SESSION: Session 6: Web Privacy
Tracking the Evolution of Cookie-based Tracking on Facebook
We analyze in depth and longitudinally how Facebook's cookie-based tracking behavior and its communication about tracking have evolved from 2015 to 2022. More stringent (enforcement of) regulation appears to have been effective at causing a reduction in identifier cookies for non-users and a more prominent cookie banner. However, several technical measures to reduce Facebook's tracking potential are not implemented, communication through the cookie banner and cookie policies remains incomplete and may be deceptive, and opt-out mechanisms seem to have no effect.
All Eyes On Me: Inside Third Party Trackers' Exfiltration of PHI from Healthcare Providers' Online Systems
In the United States, sensitive health information is protected under the Health Insurance Portability and Accountability Act (HIPAA). This act limits the disclosure of Protected Health Information (PHI) without the patient's consent or knowledge. However, as medical care becomes web-integrated, many providers have chosen to use third-party web trackers for measurement and marketing purposes. This presents a security concern: third-party JavaScript requested by an online healthcare system can read the website's contents, and ensuring PHI is not unintentionally or maliciously leaked becomes difficult. In this paper, we investigate health information breaches in online medical records, focusing on 459 online patient portals and 4 telehealth websites. We find 14% of patient portals include Google Analytics, which reveals (at a minimum) the fact that the user visited the health provider website, while 5 portals and 4 telehealth websites contained JavaScript-based services disclosing PHI, including medications and lab results, to third parties. The most significant PHI breaches were on behalf of Google and Facebook trackers. In the latter case, an estimated 4.5 million site visitors per month were potentially exposed to leaks of personal information (names, phone numbers) and medical information (test results, medications). We notified healthcare providers of the PHI breaches and found only 15.7% took action to correct leaks. Healthcare operators lacked the technical expertise to identify PHI breaches caused by third-party trackers. After notifying Epic, a healthcare portal vendor, of the PHI leaks, we received a prompt response and observed extensive mitigation across providers, suggesting vendor notification is an effective intervention against PHI disclosures.
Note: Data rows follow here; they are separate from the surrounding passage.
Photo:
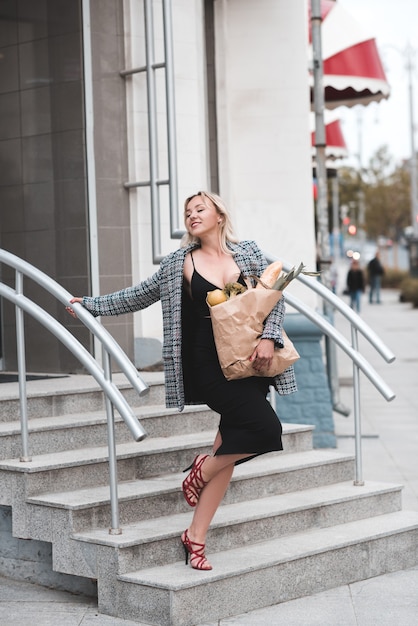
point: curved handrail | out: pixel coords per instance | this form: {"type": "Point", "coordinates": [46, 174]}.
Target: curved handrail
{"type": "Point", "coordinates": [338, 304]}
{"type": "Point", "coordinates": [81, 353]}
{"type": "Point", "coordinates": [64, 296]}
{"type": "Point", "coordinates": [354, 355]}
{"type": "Point", "coordinates": [359, 362]}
Your Consent Is Worth 75 Euros A Year - Measurement and Lawfulness of Cookie Paywalls
Most websites offer their content for free, though this gratuity often comes with a counterpart: personal data is collected to finance these websites by resorting, mostly, to tracking and thus targeted advertising. Cookie walls and paywalls, used to retrieve consent, recently generated interest from EU DPAs and seemed to have grown in popularity. However, they have been overlooked by scholars. We present in this paper 1) the results of an exploratory study conducted on 2800 Central European websites to measure the presence and practices of cookie paywalls, and 2) a framing of their lawfulness amidst the variety of legal decisions and guidelines.